Saying the government has no money or is going bankrupt will impact the stock market and cause investors to lose confidence in the nation’s economic stability. The performance of Bursa Malaysia is a clear result of such pronouncements.

Announcing a rise in the minimum wage “only in cities” will also have the adverse effect of not only causing migration to cities and the abandonment of rural areas but also increase the cost of living in cities.

Furthermore, the targeted petrol subsidy scheme cannot stand with a card system particularly because it creates an opportunity for corruption. We have seen this with diesel allocations to fishermen. How will it be any different than someone putting cards up for sale or even cloning the cards?

The government needs to consider the policies it is advocating not just from a populist point of view but also from a corporate standpoint. From taxation to regulation, every policy needs to be scrutinised with feedback from the general public and corporate sector and also a consideration for the civil service.

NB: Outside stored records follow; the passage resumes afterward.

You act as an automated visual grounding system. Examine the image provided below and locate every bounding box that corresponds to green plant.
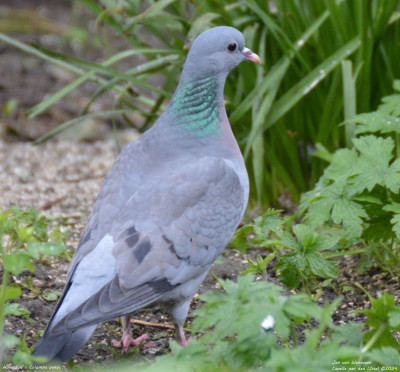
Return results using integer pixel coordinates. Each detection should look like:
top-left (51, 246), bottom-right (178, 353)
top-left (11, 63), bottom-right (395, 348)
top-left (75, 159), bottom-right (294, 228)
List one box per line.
top-left (91, 275), bottom-right (400, 372)
top-left (300, 81), bottom-right (400, 271)
top-left (0, 207), bottom-right (66, 366)
top-left (0, 0), bottom-right (400, 205)
top-left (232, 209), bottom-right (341, 293)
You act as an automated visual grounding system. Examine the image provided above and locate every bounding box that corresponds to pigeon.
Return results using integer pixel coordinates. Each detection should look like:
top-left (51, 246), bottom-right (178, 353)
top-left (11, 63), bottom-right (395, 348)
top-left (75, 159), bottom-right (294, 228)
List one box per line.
top-left (33, 26), bottom-right (260, 362)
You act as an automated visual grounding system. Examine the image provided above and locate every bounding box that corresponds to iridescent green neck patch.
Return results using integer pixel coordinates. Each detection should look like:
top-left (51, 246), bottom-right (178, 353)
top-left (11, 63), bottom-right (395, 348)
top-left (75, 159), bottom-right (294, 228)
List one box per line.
top-left (169, 76), bottom-right (219, 137)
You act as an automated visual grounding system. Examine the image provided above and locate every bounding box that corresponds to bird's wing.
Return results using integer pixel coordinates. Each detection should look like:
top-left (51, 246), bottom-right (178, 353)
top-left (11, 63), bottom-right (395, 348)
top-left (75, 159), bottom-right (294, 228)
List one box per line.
top-left (51, 157), bottom-right (247, 333)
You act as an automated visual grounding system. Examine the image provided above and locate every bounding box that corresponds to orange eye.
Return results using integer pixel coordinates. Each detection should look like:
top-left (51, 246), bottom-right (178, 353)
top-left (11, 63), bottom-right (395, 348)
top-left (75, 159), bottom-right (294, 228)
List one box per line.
top-left (228, 43), bottom-right (237, 52)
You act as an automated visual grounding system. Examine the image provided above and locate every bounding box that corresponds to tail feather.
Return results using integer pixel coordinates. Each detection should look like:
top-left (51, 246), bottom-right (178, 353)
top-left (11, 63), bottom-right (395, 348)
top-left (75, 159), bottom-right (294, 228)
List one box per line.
top-left (32, 324), bottom-right (97, 362)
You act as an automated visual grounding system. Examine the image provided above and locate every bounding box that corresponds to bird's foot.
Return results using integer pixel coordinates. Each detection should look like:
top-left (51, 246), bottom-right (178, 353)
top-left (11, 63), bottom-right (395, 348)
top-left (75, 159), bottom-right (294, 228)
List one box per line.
top-left (112, 333), bottom-right (149, 353)
top-left (176, 337), bottom-right (192, 347)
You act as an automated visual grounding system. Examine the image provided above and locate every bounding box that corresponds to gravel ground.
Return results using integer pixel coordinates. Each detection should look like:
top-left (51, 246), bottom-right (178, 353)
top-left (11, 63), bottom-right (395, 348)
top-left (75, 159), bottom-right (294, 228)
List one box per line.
top-left (0, 140), bottom-right (250, 365)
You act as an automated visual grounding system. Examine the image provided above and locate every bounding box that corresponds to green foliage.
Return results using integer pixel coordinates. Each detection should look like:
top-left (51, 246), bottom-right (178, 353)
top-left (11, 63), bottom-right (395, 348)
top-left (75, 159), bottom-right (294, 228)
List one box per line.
top-left (95, 275), bottom-right (400, 372)
top-left (363, 293), bottom-right (400, 350)
top-left (232, 209), bottom-right (341, 292)
top-left (300, 82), bottom-right (400, 270)
top-left (0, 0), bottom-right (400, 206)
top-left (0, 207), bottom-right (67, 366)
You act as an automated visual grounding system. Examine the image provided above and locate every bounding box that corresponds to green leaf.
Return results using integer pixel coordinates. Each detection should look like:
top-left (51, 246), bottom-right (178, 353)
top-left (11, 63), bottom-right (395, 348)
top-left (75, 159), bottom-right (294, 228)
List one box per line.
top-left (346, 112), bottom-right (400, 134)
top-left (4, 302), bottom-right (31, 316)
top-left (368, 346), bottom-right (400, 371)
top-left (350, 135), bottom-right (400, 193)
top-left (28, 242), bottom-right (65, 260)
top-left (0, 333), bottom-right (19, 349)
top-left (231, 225), bottom-right (253, 252)
top-left (3, 286), bottom-right (22, 301)
top-left (388, 309), bottom-right (400, 329)
top-left (3, 252), bottom-right (35, 275)
top-left (363, 293), bottom-right (400, 350)
top-left (42, 289), bottom-right (61, 302)
top-left (307, 253), bottom-right (337, 278)
top-left (382, 203), bottom-right (400, 239)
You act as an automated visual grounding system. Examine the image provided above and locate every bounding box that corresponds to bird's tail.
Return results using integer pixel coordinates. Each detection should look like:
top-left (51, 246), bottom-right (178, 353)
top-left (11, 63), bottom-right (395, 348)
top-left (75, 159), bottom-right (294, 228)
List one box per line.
top-left (32, 324), bottom-right (97, 362)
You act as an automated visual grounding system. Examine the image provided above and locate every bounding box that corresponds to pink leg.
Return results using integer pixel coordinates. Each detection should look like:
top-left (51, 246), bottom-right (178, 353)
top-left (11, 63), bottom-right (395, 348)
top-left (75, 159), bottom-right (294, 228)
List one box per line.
top-left (174, 323), bottom-right (190, 347)
top-left (112, 316), bottom-right (149, 353)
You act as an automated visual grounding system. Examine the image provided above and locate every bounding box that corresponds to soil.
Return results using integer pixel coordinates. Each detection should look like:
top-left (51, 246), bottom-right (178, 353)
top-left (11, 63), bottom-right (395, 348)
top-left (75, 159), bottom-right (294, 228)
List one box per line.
top-left (0, 0), bottom-right (400, 365)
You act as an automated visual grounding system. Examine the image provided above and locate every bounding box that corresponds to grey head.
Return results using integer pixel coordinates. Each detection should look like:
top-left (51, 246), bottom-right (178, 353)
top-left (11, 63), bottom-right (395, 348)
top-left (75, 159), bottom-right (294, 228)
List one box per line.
top-left (164, 26), bottom-right (260, 139)
top-left (182, 26), bottom-right (260, 80)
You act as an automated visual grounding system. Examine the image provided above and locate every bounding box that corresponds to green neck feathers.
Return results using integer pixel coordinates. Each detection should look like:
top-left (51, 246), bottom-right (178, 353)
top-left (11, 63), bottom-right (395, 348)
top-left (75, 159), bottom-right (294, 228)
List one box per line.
top-left (169, 76), bottom-right (220, 138)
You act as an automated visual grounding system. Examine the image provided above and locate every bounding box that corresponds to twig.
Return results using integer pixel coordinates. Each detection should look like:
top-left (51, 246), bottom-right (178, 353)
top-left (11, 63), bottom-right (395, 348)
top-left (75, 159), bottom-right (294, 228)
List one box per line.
top-left (131, 319), bottom-right (207, 334)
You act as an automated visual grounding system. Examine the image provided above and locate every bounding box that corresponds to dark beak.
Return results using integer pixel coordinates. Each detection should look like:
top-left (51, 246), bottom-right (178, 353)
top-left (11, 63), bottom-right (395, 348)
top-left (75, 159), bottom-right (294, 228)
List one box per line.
top-left (242, 48), bottom-right (261, 65)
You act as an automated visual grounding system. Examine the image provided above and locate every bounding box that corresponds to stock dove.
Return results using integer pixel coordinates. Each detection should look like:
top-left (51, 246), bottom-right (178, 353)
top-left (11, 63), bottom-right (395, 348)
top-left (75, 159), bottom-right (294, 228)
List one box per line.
top-left (33, 26), bottom-right (260, 362)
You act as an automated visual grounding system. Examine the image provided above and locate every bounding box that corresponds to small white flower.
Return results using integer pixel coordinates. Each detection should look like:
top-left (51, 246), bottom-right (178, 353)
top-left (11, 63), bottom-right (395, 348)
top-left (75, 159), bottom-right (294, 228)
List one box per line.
top-left (261, 315), bottom-right (275, 331)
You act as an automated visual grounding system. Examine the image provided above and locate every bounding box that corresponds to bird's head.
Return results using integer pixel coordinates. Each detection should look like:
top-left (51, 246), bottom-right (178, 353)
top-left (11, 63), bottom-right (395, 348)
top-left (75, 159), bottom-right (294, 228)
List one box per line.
top-left (184, 26), bottom-right (261, 77)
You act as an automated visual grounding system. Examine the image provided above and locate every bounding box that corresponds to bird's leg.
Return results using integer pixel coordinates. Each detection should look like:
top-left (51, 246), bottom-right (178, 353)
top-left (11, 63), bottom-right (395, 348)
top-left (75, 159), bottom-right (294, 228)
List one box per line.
top-left (112, 315), bottom-right (149, 353)
top-left (169, 298), bottom-right (192, 346)
top-left (174, 323), bottom-right (190, 347)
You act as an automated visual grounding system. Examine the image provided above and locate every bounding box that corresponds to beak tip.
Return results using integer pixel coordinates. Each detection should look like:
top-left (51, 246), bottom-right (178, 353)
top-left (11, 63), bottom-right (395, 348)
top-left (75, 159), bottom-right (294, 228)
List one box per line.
top-left (242, 48), bottom-right (261, 65)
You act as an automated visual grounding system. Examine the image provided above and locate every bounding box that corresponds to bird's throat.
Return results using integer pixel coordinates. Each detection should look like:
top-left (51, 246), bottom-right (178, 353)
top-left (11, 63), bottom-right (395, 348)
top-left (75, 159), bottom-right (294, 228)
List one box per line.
top-left (168, 76), bottom-right (222, 138)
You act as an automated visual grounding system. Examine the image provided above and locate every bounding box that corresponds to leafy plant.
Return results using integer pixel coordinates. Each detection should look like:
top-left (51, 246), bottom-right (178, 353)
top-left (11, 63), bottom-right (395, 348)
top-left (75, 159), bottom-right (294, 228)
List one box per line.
top-left (0, 0), bottom-right (400, 205)
top-left (92, 275), bottom-right (400, 372)
top-left (0, 207), bottom-right (67, 366)
top-left (300, 81), bottom-right (400, 270)
top-left (232, 209), bottom-right (341, 292)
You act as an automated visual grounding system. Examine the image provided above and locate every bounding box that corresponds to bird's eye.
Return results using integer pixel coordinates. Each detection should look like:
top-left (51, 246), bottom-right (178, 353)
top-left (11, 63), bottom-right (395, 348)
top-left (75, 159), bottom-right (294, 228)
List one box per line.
top-left (228, 43), bottom-right (237, 52)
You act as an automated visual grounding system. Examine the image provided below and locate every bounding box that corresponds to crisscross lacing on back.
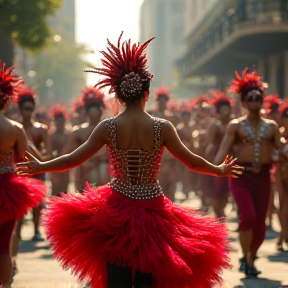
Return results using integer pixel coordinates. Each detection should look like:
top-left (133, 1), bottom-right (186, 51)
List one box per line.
top-left (106, 118), bottom-right (164, 200)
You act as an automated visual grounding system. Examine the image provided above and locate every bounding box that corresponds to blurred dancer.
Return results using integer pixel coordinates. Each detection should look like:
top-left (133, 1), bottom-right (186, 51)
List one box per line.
top-left (215, 68), bottom-right (280, 276)
top-left (18, 33), bottom-right (242, 288)
top-left (16, 87), bottom-right (48, 241)
top-left (152, 86), bottom-right (179, 202)
top-left (276, 100), bottom-right (288, 251)
top-left (64, 87), bottom-right (108, 193)
top-left (263, 94), bottom-right (281, 229)
top-left (205, 91), bottom-right (232, 218)
top-left (0, 61), bottom-right (45, 287)
top-left (177, 102), bottom-right (196, 198)
top-left (48, 104), bottom-right (71, 196)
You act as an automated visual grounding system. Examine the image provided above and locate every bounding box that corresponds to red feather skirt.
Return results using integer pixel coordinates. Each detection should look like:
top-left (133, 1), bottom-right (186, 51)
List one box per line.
top-left (44, 186), bottom-right (230, 288)
top-left (0, 173), bottom-right (46, 225)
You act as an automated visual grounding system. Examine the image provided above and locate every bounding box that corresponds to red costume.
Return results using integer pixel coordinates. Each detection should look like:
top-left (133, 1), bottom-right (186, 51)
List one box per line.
top-left (0, 62), bottom-right (46, 254)
top-left (45, 33), bottom-right (229, 288)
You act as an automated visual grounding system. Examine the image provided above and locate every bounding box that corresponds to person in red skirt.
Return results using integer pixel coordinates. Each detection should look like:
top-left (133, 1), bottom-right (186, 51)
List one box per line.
top-left (0, 61), bottom-right (46, 287)
top-left (17, 34), bottom-right (242, 288)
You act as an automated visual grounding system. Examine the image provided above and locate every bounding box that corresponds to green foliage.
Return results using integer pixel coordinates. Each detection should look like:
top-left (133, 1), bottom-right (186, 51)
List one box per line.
top-left (0, 0), bottom-right (62, 50)
top-left (27, 39), bottom-right (87, 105)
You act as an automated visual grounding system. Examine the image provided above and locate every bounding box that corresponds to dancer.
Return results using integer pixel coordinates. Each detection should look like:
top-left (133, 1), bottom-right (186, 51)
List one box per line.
top-left (276, 99), bottom-right (288, 251)
top-left (152, 86), bottom-right (179, 202)
top-left (0, 61), bottom-right (45, 287)
top-left (18, 34), bottom-right (242, 288)
top-left (48, 104), bottom-right (71, 196)
top-left (215, 68), bottom-right (280, 276)
top-left (63, 87), bottom-right (108, 193)
top-left (15, 87), bottom-right (48, 241)
top-left (205, 91), bottom-right (232, 218)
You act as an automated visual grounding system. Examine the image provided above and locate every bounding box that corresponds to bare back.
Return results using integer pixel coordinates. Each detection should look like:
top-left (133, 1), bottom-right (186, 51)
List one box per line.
top-left (115, 112), bottom-right (159, 150)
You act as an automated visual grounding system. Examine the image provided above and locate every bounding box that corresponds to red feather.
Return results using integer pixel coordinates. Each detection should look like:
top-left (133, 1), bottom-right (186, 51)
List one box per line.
top-left (0, 61), bottom-right (24, 98)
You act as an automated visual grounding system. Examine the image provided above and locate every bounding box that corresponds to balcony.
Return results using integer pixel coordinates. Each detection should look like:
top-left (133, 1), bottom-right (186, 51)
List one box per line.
top-left (177, 0), bottom-right (288, 78)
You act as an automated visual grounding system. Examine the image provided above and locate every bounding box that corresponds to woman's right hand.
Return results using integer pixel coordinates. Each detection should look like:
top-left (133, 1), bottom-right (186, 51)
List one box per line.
top-left (218, 155), bottom-right (245, 178)
top-left (16, 151), bottom-right (43, 176)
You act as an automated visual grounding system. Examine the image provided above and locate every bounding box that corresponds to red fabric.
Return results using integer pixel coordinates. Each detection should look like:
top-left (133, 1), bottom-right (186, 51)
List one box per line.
top-left (231, 169), bottom-right (271, 252)
top-left (213, 177), bottom-right (229, 199)
top-left (0, 173), bottom-right (46, 225)
top-left (44, 186), bottom-right (229, 288)
top-left (0, 219), bottom-right (16, 255)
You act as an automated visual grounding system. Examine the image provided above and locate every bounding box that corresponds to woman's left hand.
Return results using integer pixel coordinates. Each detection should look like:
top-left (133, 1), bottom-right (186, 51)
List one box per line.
top-left (16, 151), bottom-right (42, 176)
top-left (218, 155), bottom-right (245, 178)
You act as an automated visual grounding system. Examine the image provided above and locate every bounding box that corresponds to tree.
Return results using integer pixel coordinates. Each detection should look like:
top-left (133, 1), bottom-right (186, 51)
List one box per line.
top-left (26, 38), bottom-right (87, 106)
top-left (0, 0), bottom-right (62, 66)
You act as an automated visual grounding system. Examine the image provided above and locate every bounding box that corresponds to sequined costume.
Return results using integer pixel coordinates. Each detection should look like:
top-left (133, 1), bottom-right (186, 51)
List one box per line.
top-left (44, 118), bottom-right (229, 288)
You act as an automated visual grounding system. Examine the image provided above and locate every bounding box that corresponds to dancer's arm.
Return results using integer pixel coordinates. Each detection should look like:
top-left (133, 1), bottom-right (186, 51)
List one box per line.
top-left (162, 121), bottom-right (243, 178)
top-left (17, 121), bottom-right (108, 175)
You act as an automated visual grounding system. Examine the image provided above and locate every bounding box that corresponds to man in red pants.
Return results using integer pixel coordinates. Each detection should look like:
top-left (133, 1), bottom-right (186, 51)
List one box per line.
top-left (215, 68), bottom-right (280, 276)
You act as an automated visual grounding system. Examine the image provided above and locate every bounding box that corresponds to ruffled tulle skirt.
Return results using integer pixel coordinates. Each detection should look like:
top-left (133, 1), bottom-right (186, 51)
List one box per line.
top-left (0, 173), bottom-right (46, 225)
top-left (44, 186), bottom-right (229, 288)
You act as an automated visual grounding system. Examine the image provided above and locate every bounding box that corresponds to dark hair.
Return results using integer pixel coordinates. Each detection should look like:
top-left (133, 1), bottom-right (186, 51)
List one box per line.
top-left (215, 100), bottom-right (231, 113)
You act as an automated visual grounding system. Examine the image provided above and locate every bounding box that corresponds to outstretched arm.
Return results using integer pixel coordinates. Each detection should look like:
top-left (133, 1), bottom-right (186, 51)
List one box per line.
top-left (162, 121), bottom-right (243, 177)
top-left (17, 121), bottom-right (108, 175)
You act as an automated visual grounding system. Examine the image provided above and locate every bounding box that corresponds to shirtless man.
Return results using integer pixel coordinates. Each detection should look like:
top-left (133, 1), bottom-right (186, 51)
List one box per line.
top-left (48, 104), bottom-right (70, 196)
top-left (215, 68), bottom-right (280, 276)
top-left (63, 87), bottom-right (108, 192)
top-left (276, 100), bottom-right (288, 251)
top-left (152, 86), bottom-right (179, 201)
top-left (16, 87), bottom-right (48, 241)
top-left (176, 102), bottom-right (197, 198)
top-left (205, 91), bottom-right (231, 218)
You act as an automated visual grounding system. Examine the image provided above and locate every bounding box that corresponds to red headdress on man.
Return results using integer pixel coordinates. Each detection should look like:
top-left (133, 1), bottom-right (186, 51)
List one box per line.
top-left (84, 32), bottom-right (154, 101)
top-left (154, 85), bottom-right (170, 101)
top-left (80, 87), bottom-right (105, 109)
top-left (0, 61), bottom-right (23, 108)
top-left (15, 86), bottom-right (37, 106)
top-left (50, 103), bottom-right (69, 119)
top-left (263, 94), bottom-right (282, 114)
top-left (210, 91), bottom-right (234, 111)
top-left (71, 98), bottom-right (84, 113)
top-left (228, 67), bottom-right (268, 101)
top-left (279, 99), bottom-right (288, 117)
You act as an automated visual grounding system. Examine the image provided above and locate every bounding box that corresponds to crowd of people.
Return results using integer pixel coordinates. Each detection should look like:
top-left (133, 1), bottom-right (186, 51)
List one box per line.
top-left (0, 33), bottom-right (288, 288)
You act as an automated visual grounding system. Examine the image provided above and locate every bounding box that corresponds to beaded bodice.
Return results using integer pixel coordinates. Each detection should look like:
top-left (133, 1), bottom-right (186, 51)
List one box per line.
top-left (106, 118), bottom-right (164, 200)
top-left (0, 150), bottom-right (14, 174)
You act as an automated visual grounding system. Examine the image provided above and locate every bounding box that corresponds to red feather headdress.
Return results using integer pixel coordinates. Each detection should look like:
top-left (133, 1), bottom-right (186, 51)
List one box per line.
top-left (71, 98), bottom-right (84, 113)
top-left (167, 101), bottom-right (179, 112)
top-left (279, 99), bottom-right (288, 117)
top-left (210, 91), bottom-right (234, 109)
top-left (50, 103), bottom-right (69, 119)
top-left (0, 61), bottom-right (24, 101)
top-left (15, 86), bottom-right (37, 104)
top-left (84, 32), bottom-right (154, 99)
top-left (154, 86), bottom-right (170, 101)
top-left (190, 94), bottom-right (210, 106)
top-left (80, 87), bottom-right (105, 109)
top-left (228, 67), bottom-right (268, 101)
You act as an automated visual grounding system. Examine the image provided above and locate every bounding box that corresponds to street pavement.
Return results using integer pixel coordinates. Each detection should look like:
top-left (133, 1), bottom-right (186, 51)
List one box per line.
top-left (12, 192), bottom-right (288, 288)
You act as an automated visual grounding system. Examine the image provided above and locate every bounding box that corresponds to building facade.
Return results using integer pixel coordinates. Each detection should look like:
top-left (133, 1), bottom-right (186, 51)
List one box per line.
top-left (140, 0), bottom-right (185, 86)
top-left (177, 0), bottom-right (288, 97)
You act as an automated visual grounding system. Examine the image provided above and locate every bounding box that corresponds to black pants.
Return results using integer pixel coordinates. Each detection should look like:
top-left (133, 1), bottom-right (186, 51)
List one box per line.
top-left (107, 263), bottom-right (152, 288)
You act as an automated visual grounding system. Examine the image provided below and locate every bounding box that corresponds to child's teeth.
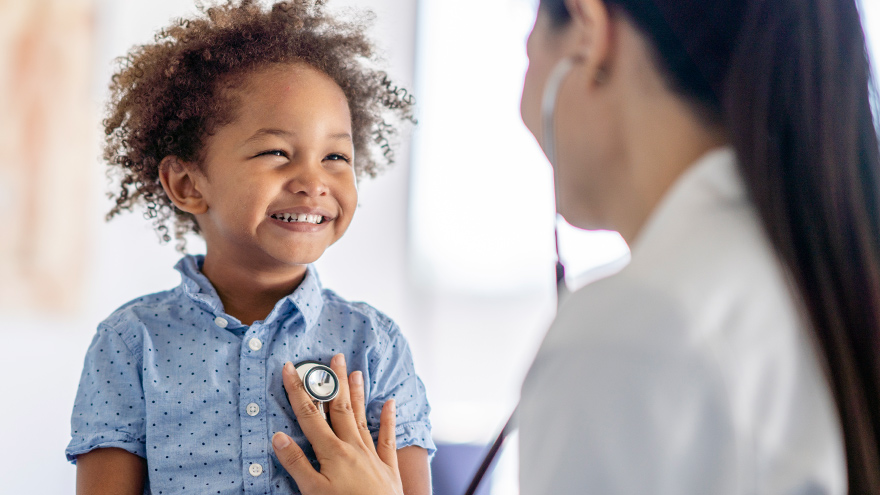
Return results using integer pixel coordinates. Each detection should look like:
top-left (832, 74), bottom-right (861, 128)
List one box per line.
top-left (274, 213), bottom-right (324, 224)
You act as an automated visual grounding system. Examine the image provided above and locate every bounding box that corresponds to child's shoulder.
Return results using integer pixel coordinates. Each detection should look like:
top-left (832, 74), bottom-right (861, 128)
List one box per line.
top-left (100, 287), bottom-right (182, 329)
top-left (321, 288), bottom-right (399, 334)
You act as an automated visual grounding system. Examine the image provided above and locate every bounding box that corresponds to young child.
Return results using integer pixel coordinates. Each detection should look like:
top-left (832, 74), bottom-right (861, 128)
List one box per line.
top-left (66, 0), bottom-right (434, 494)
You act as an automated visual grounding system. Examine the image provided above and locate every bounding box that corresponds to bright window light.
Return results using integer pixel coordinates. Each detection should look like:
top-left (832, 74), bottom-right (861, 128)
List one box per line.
top-left (410, 0), bottom-right (628, 296)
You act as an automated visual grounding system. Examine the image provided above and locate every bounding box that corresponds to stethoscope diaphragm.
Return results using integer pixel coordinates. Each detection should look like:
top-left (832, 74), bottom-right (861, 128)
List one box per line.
top-left (294, 361), bottom-right (339, 419)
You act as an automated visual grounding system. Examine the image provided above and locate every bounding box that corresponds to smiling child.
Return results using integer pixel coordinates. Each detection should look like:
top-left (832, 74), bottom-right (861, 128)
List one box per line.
top-left (66, 0), bottom-right (434, 494)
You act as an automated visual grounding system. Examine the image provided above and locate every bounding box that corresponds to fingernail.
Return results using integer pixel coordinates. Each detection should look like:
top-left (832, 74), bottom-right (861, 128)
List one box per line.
top-left (272, 431), bottom-right (290, 450)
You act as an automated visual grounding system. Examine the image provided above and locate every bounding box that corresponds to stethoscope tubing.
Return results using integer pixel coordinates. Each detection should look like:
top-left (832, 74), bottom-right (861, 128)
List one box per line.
top-left (465, 57), bottom-right (574, 495)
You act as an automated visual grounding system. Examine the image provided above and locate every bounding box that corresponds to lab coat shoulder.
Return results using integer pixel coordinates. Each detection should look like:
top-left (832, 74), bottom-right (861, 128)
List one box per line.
top-left (520, 151), bottom-right (846, 495)
top-left (520, 273), bottom-right (738, 494)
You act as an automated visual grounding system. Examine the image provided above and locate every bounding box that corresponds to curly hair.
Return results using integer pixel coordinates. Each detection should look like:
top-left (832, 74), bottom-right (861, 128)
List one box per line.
top-left (103, 0), bottom-right (415, 251)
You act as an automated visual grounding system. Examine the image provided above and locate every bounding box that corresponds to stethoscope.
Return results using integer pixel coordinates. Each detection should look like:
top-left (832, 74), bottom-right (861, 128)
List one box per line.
top-left (294, 361), bottom-right (339, 419)
top-left (295, 58), bottom-right (574, 495)
top-left (465, 57), bottom-right (574, 495)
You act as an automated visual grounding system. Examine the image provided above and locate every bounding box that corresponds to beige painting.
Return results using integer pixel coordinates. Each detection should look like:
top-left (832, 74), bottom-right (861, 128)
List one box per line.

Similarly, while the Housing and Local Government Minister believes that lowering the ceiling price for foreign homeowners will somehow trigger an increased demand for housing, what will happen instead is renters being told to leave their houses in semi-urban areas to make way for the secondary market to take root.

And what that will do is lower productivity, increase travelling time to work and impact the public transport network.

Take a look at the smoking ban in restaurants as another example. As a chain smoker, I back such a plan. However, when you don’t have the ability to enforce the regulation, it goes back to having no meaning. Meanwhile, regulations which have meaning and are being enforced, as we have seen in the Transport Ministry taking action on lorry drivers, are also under attack to the point of protests because they were never properly enforced before.

In fact, the Transport Ministry’s heavy-handedness on Grab has caused e-hailing prices to sky-rocket due to lack of drivers, and has made taxis an option once again.

As such, policymakers need to reconsider what they are doing, gather feedback from all stakeholders and come up with either a middle ground or the least damaging result. It should not aim for a popular result to garner support for the next election but one that would guarantee each side is heard and their considerations are taken into account.

Smokers need their smoking areas, vapers need their regulations and products recognised, sweet beverage makers need leeway to reconfigure their products, and private healthcare and pharmacies should have a say in price controls and a change in logistic concessionaires impacting their business.

And if these are not catered to, smokers will smoke wherever they can, vapers will create a black market, and sweet beverage makers, private healthcare and pharmaceutical companies will pull out and look elsewhere in the region for their profits and ease of doing business.

In the end, all of these will impact consumers and all they will do is look at the government and blame it for their troubles. Meanwhile, the Opposition would gather more proof to show that the government is inept, irrelevant and making the country worse off than it was before. Sadly, these accusations are starting to take root.